Die Heckler bleiben, um sich ein bisschen einzuschießen: "Hau ab!" und "Du bist ein Faschist!" sind die noch freundlicheren Zwischenrufe. Gegen Ende des Sets ist der Saal um ein Drittel leerer; die geblieben sind, unterhalten sich lautstark oder rufen "Fuck off!". Der Conférencier sagt: "Gleich sind wir wieder da mit noch mehr, naja, ausgezeichneter Comedy."

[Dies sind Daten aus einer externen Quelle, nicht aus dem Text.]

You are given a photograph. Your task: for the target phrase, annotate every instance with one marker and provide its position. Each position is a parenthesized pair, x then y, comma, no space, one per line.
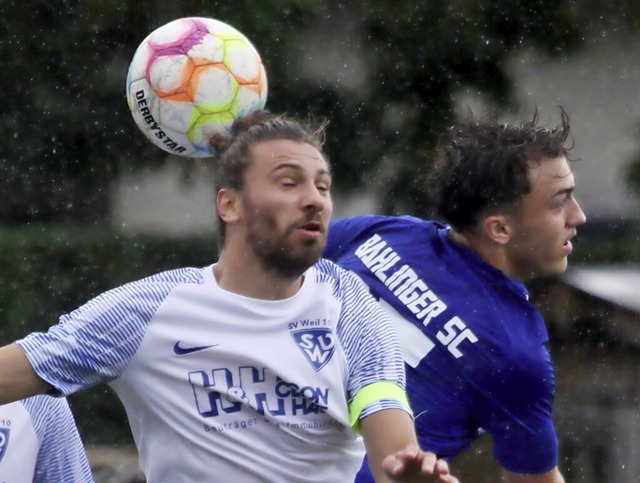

Henning Wehn gibt sich ungerührt. "Das ist nicht schön, aber es ist auch nur ein Auftritt. Da fehlt's halt an intellektueller Vorstellungskraft des Publikums." "Up the Creek" wird ihn trotzdem wieder buchen. Die Nazi-Scherze, hat Wehn beschlossen, haben nun "erst mal Pause". Er hat neues Material.

Darin fordert er die Engländer auf, statt die Welt zu umsegeln doch bitteschön erst mal ihre Straßen ordentlich zu fegen.